Companies already do a lot of offshoring - you think any rational actor in this space that was hiring H1Bs isn't going to simply relocate them to more friendly jurisdictions for immigration?
On top of this, these are workers who would have otherwise paid tax in the US!
This was true before and after today.
Put another way, if all the H-1B jobs really can be offshored quickly and easily the way so many Indians and anti-Trump people here and elsewhere confidently predict, *that would have happened already*.
But yes, if that path doesn't exist, I don't think that global companies are going to start hiring American, they're going to continue hiring globally but take the path of least resistance towards bringing this talent onboard.
Now you can argue you would prefer that those 200,000 jobs go to Americans, but on the scale of the overall economy, it really doesn’t matter. What’s far more important is the massive impact those 800,000 software engineers have on the rest of the economy. Four million IT jobs, the entire finance and healthcare and retail industries that are propped up on technology built by those people; whole technology companies like Uber or doordash that create entirely new labor markets.

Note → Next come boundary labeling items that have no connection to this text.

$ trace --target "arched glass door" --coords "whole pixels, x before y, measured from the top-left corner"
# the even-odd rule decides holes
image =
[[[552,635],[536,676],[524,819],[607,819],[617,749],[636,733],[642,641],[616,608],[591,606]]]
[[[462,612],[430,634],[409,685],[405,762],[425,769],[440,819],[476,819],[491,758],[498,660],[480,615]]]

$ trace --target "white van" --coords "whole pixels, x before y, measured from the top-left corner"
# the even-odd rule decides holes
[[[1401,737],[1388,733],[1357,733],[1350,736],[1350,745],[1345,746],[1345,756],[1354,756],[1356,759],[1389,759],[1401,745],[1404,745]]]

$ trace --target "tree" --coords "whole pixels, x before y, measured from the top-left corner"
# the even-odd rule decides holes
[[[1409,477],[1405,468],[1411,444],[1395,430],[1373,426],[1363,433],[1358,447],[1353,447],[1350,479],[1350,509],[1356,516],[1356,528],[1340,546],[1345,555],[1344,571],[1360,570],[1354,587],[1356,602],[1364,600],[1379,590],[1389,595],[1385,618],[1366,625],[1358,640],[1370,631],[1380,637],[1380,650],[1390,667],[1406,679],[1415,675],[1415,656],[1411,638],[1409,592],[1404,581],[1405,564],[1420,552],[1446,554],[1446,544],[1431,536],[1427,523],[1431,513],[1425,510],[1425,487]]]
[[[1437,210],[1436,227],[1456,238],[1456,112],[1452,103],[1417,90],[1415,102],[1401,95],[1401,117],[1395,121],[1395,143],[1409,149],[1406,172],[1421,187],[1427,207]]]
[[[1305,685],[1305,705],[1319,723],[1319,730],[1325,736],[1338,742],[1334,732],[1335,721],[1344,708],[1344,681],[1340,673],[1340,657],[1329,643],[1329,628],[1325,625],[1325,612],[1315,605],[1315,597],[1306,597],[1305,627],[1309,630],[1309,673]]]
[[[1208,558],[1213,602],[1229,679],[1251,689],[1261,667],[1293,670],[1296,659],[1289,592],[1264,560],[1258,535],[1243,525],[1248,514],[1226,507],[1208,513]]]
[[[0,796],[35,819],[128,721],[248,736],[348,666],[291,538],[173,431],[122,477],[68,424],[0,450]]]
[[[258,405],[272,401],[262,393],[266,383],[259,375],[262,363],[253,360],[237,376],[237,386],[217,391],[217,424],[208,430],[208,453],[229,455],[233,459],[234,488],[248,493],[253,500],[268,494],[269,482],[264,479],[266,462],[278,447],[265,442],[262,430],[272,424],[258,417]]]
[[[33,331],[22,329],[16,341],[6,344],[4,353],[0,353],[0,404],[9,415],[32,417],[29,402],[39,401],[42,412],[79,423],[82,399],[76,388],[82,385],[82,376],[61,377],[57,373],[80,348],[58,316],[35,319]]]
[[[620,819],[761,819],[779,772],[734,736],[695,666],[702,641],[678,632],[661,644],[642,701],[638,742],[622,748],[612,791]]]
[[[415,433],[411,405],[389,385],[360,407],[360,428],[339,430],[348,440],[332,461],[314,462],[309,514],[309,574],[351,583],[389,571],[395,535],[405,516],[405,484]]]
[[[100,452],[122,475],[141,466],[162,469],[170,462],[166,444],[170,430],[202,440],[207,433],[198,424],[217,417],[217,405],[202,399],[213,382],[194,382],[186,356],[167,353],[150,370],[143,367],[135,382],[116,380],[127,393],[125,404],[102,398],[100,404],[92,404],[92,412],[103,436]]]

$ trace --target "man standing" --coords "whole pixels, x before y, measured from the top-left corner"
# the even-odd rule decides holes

Risk 25% of that capacity on the idea that we would rather have those industries built solely on domestically-grown engineering talent? Why would that be a good tradeoff?
The prospect of a $100k/year/employee visa tax makes opening an office in Europe so much more compelling.
I guess the people who can't be offshored will see their salaries go up so that's cool?
https://www.newsweek.com/computer-science-popular-college-ma...
Obviously there is not going to be a drop of 200k overnight, but I think the graduates of CS will be thankful there are more opportunities for them. These opportunities will drive more students to take CS classes in the US.
The flipside is that every american industry becomes less competitive globally without the H1b guys.
And it is the 10 times more competitive economy compared to non H1B importing nations.